Stirner had spent twenty years in a Philly-area Dead cover band called Living Earth, and was the ideal guy for that particular cut. But as he put it, “Being a Dead Head forces you to listen to other idioms, from Coltrane and Stockhausen to bluegrass and Celtic music too. I heard these quirky, interesting tunes from Jeff and Gene, and stuck around after that first cut was down.”



As they evolved, they thought of another friend from the circuit, Bud Burroughs, another guy with lots of different angles – not so many bluegrass mandolin players play in bands like the multicultural Plasma, which featured African and Middle Eastern percussionists – and Bud.

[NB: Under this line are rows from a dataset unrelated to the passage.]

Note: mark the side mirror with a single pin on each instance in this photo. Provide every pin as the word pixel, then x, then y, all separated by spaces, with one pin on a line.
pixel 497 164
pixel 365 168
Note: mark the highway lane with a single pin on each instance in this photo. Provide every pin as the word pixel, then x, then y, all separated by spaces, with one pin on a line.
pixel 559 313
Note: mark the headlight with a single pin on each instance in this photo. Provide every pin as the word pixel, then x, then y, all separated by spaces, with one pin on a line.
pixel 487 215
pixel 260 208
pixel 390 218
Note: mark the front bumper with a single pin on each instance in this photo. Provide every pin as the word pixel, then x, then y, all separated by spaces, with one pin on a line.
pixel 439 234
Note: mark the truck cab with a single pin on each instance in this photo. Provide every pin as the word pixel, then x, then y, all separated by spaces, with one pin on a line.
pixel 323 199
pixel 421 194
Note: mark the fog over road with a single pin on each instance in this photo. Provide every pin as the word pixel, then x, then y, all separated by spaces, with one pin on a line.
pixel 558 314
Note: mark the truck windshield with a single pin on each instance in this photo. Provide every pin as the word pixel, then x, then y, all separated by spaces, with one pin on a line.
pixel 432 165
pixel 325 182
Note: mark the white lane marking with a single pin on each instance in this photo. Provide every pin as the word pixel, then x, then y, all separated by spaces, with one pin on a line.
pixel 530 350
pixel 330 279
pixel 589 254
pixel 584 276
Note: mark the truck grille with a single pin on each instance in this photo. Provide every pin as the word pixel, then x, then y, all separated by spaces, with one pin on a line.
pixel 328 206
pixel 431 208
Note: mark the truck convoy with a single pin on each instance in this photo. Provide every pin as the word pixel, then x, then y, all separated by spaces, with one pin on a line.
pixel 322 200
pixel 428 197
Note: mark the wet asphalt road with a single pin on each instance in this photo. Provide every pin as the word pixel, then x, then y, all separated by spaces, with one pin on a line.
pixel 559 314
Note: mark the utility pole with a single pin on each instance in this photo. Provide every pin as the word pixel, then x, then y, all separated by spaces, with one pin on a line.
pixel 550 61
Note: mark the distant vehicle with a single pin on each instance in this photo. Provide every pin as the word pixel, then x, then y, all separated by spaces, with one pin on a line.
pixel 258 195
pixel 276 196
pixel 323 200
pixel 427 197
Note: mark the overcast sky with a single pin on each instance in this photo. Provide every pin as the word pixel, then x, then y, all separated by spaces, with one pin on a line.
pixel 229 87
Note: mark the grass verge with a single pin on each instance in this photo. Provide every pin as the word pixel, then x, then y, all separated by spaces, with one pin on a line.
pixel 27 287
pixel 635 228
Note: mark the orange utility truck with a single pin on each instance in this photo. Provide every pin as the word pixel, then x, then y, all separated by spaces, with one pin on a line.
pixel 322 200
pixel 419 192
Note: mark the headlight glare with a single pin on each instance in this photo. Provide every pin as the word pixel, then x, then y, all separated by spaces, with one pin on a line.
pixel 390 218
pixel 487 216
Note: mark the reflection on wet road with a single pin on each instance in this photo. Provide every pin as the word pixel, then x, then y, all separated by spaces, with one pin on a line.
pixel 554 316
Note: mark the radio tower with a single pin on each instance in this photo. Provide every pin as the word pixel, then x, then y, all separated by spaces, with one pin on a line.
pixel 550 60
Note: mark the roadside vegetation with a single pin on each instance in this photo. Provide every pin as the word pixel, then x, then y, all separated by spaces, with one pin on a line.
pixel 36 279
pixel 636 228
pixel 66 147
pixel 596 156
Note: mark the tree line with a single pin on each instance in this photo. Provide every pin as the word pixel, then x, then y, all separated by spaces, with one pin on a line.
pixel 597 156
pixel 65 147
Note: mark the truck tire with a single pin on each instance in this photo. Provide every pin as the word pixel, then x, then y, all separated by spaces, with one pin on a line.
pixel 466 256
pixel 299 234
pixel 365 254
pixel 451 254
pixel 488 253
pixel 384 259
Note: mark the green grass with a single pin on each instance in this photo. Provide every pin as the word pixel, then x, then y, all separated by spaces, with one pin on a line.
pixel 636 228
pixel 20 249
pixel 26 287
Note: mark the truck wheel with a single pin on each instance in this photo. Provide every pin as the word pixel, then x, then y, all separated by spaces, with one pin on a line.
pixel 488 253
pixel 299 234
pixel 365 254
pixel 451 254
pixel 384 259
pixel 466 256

Their jamming required a drummer, but not just any drummer; they needed Stephe Ferraro. Stephe had come to Philadelphia several years before to get his Master’s in Music at Temple, then opened up a drum shop and settled down. But before leaving upstate New York, he’d been the local drummer of choice when organ jazz great Groove Holmes would come to town, and his improvisational chops were good enough to allow him to play with Dizzy Gillespie. His sophistication as a player was the final piece of the Boris puzzle.



The sessions for “Boris Garcia’s Family Reunion” moved from a demo reel to a CD. The CD got people excited. Then a friend asked them to play at a pig roast. They played for their first audience as Boris Garcia, and looked at each other, and said, “Wow. We could be a band.” And the rest is history – main stage at the Philadelphia Folk Festival, opening slots with New Riders of the Purple Sage, Little Feat, Railroad Earth, Jackson Browne, Hot Tuna, and David Bromberg.



Their second release, Mother’s Finest, earned them even more applause for well-crafted songs and superior production. Once More Into the Bliss (out summer ’08), their third effort, produced by Railroad Earth’s Tim Carbone and featuring sit-ins by Buddy Cage (New Riders) and Donna Jean Godchaux-MacKay (Grateful Dead) will take them to the next level.



The name? Let Gene tell the story. “We were in the studio with a bunch of different guitarists. One of them was Tony Rice style, and the other was Flamenco/Middle Eastern. East meets West, and it was definitely odd, and Jeff said, “This is weird. This is like Boris Garcia’s Family Reunion.” A little tribute to Jerry Garcia, a little to Bullwinkle, and a lot of serendipity – that’s Boris Garcia.